Considerações Finais
A atividade mineradora desempenha papel fundamental na evolução do relevo no distrito de Itaoca, uma vez que contribui para mudança nos processos que atuam na morfologia do relevo, ocasionando o seu retrabalhamento em tempo histórico de curto. A ação antropogênica de mineração contribui para o surgimento de feições geomorfológicas que modificam as relações hidrológicas e erosivas das encostas, tal como as lagoas e as escarpas de mineração. Cabe salientar que não foi verificado ainda estudos que mostre de maneira clara e precisa as consequências destas novas formas sobre as taxas e intensidade de processos naturais e, novas concentrações de fluxos de matéria e água.
Agradecimentos
Referências
[ARCGIS] ArcGisTM: Software (2013). Disponível em <http://www.esri.com/software/arcgis/index.html>. Acesso em: 16 janeiro de 2016.
SARDOU FILHO,R. Atlas de rochas ornamentais do estado do Espírito Santo. :CPRM; Brasília,2013.
CHRISTOFOLETTI, A. Geomorfologia. São Paulo: Edgard Blücher, 1980.
DNPM - Departamento Nacional de Produção Mineral. Disponível em: Acesso em http://sigmine.dnpm.gov.br/webmap/. Acesso em: 10 out. 2015.
PEREZ-FILHO, A.; QUARESMA, C. C. Ação antrópica sobre as escalas temporais dos fenômenos geomorfológicos. In: Revista Brasileira de Geomorfologia, v. 12, n. 3, 2011, p. 83-90.
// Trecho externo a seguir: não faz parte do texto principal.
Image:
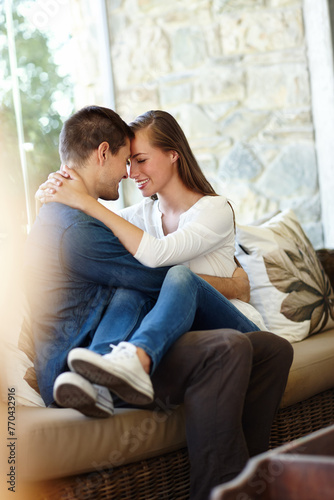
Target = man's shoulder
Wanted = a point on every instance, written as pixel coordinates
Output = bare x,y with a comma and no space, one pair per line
64,216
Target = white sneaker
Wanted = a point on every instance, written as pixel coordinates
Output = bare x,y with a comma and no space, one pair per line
120,371
70,390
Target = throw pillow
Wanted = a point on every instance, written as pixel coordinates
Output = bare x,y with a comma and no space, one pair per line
288,284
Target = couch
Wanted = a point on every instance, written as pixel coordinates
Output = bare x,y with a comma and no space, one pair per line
141,454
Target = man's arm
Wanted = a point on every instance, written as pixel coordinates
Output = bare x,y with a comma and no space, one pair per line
236,287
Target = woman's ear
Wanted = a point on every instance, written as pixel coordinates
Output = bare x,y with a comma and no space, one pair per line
174,156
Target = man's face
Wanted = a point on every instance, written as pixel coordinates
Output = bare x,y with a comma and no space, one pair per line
113,172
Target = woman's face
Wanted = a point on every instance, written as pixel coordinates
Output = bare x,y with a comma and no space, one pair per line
151,168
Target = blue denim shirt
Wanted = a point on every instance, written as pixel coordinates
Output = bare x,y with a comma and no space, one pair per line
73,265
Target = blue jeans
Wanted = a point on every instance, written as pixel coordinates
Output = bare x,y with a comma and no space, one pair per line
186,302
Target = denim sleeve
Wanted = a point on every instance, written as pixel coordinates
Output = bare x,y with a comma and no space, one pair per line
91,252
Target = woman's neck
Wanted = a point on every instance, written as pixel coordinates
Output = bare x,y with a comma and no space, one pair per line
173,204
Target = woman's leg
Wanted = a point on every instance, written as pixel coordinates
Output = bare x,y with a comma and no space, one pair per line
186,302
121,318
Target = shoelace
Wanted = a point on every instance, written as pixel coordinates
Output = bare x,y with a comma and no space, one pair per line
124,349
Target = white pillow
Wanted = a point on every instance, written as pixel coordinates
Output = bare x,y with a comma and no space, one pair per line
288,284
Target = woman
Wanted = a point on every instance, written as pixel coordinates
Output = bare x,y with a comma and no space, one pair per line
181,220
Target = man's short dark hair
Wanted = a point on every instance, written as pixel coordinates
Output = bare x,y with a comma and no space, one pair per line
84,131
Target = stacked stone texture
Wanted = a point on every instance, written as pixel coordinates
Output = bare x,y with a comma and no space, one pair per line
235,74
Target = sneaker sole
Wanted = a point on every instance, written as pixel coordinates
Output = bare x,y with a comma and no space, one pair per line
118,382
69,395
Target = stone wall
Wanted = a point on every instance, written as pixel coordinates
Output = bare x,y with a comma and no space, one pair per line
235,74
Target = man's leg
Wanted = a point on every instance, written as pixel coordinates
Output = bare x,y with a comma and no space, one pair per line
209,372
272,358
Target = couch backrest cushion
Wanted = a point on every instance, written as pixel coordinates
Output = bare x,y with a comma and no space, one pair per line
288,284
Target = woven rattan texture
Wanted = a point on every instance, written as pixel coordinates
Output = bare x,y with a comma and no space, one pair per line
167,476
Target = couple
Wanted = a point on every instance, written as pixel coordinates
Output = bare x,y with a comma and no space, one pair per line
90,287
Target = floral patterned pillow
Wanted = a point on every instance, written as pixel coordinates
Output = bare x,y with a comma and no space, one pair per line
288,284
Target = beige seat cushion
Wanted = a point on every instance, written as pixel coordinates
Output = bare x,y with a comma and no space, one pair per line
58,442
312,370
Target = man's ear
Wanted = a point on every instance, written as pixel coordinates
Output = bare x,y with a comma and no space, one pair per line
174,156
102,151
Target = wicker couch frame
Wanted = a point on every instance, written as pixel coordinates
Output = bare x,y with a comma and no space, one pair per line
167,476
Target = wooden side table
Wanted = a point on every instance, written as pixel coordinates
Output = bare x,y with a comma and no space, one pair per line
300,470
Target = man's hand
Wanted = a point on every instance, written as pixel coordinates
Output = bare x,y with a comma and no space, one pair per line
236,287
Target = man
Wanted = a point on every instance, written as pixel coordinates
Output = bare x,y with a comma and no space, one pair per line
230,383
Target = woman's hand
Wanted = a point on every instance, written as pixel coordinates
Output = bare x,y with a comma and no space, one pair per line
65,186
48,186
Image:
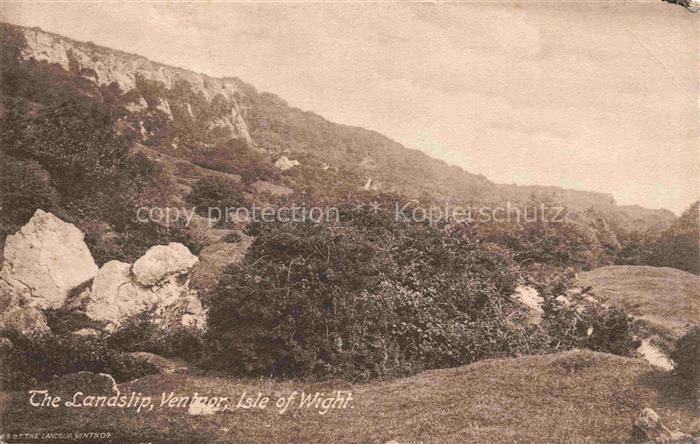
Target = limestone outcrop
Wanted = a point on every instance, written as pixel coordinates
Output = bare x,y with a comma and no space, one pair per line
47,265
43,262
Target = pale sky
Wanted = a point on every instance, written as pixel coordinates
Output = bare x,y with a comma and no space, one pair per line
599,96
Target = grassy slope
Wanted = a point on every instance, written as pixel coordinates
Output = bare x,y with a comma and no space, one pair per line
576,396
664,297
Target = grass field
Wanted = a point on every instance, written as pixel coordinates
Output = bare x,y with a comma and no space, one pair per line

RODRIGUES, C. Morfologia Original e Morfologia Antropogênica na definição de unidades espaciais de planejamento urbano: um exemplo na metrópole paulista. Revista do Departamento de Geografia, v. 17, São Paulo: Edusp, 2005, p. 101-111.
VALERIANO, M. M. Topodata: guia para utilização de dados geomorfológicos locais. São José dos Campos: INPE, 2008. (INPE-15318-RPE/818).